Zinc works with metallothioneins, Cu/Zn SOD, and p53 to combat oxidative stress and mediate DNA damage response and repair (52) (53). In vitro, intracellular zinc accumulation inhibits proliferation of human prostate cancer cells by causing G2/M arrest and upregulating CDKN1A gene expression, which expresses p21 (54) (55). Further, zinc deficiency depresses nuclear p21 and p53 levels (56). Animal models of esophageal cancer demonstrate that zinc-deficiency induces overexpression of proinflammatory mediators S100a8 and S100a9 as well as chemokines, chemokine receptors, cytokines, and Cox-2 (32) (33). Zinc replenishment reduces and also reverses these proinflammatory signatures (33).
Zinc dyshomeostasis has been implicated in breast cancer as a modulator of oxidative stress, DNA damage response/repair pathways, and cell proliferation/apoptosis (52). A diverse group of zinc transporters other than those associated with breast cancer play a role in regulating cell proliferation and apoptosis in prostate, pancreatic and ovarian cancers, suggesting zinc dysregulation in cancer is cell-type specific (52) (53) (54) (57).
Consumption of zinc >100 mg/day may increase the risk of prostate cancer (31).
When taken orally at large doses (100-300 mg/day), zinc can cause chronic toxicity including copper deficiency, depressed immune function, headache, chills, fever, and fatigue (58) (59). Individuals should also be aware of common products that may accidentally lead to this type of excess exposure, such as zinc-containing denture adhesives, that have caused serious systemic adverse effects (see following case reports) (60) (61) (62).
Oral, Common: Taste disturbances, nausea, vomiting, dyspepsia, and diarrhea (5) (6).
Oral, Toxicity: With high doses, copper deficiency, depressed immune function, headache, chills, fever, and fatigue (58) (59).
Topical: Itching or pain, hypopigmentation, erythema, swelling, scaling, blackening (25).
Anosmia caused by intranasal application: More than 130 reports of anosmia—the loss of sense of smell—led to the removal of intranasal zinc from the market (8).
Hyperzincemia and hypocupremia from overuse of zinc-containing denture adhesives: Serious adverse systemic effects include elevation of serum zinc levels resulting in depressed levels of serum copper, which can cause bone marrow depression, widespread sensory and motor neuropathies, or myelopathy (60) (61) (62).
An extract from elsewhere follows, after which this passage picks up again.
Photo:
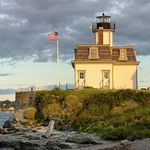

Fluoroquinolones like ciprofloxacin, levofloxacin, and gatifloxacin: Concomitant administration of zinc can reduce bioavailability of fluoroquinolones. Zinc should be administered either 2 hours before or 4 hours following fluoroquinolone intake (78).
Tetracyclines like doxycycline and minocycline: Concomitant administration of zinc may reduce bioavailability of tetracyclines. Zinc should be administered either 2 hours before or 4 hours following tetracycline intake (79).
Penicillamine: Coadministration with zinc may result in decreased penicillamine levels (63).
Thrombopoietin receptor agonists: Significant reduction in eltrombopag absorption due to chelation when coadministered with a polyvalent cation-containing antacid. Therefore, there should be at least 4 hours between eltrombopag and any zinc-containing medication or supplement (64).
Although human studies have been equivocal, patients should take zinc 2 hours before or after foods that are high in calcium, phosphorus, bran fiber, or phytate to avoid nonabsorbable complexes (45) (67).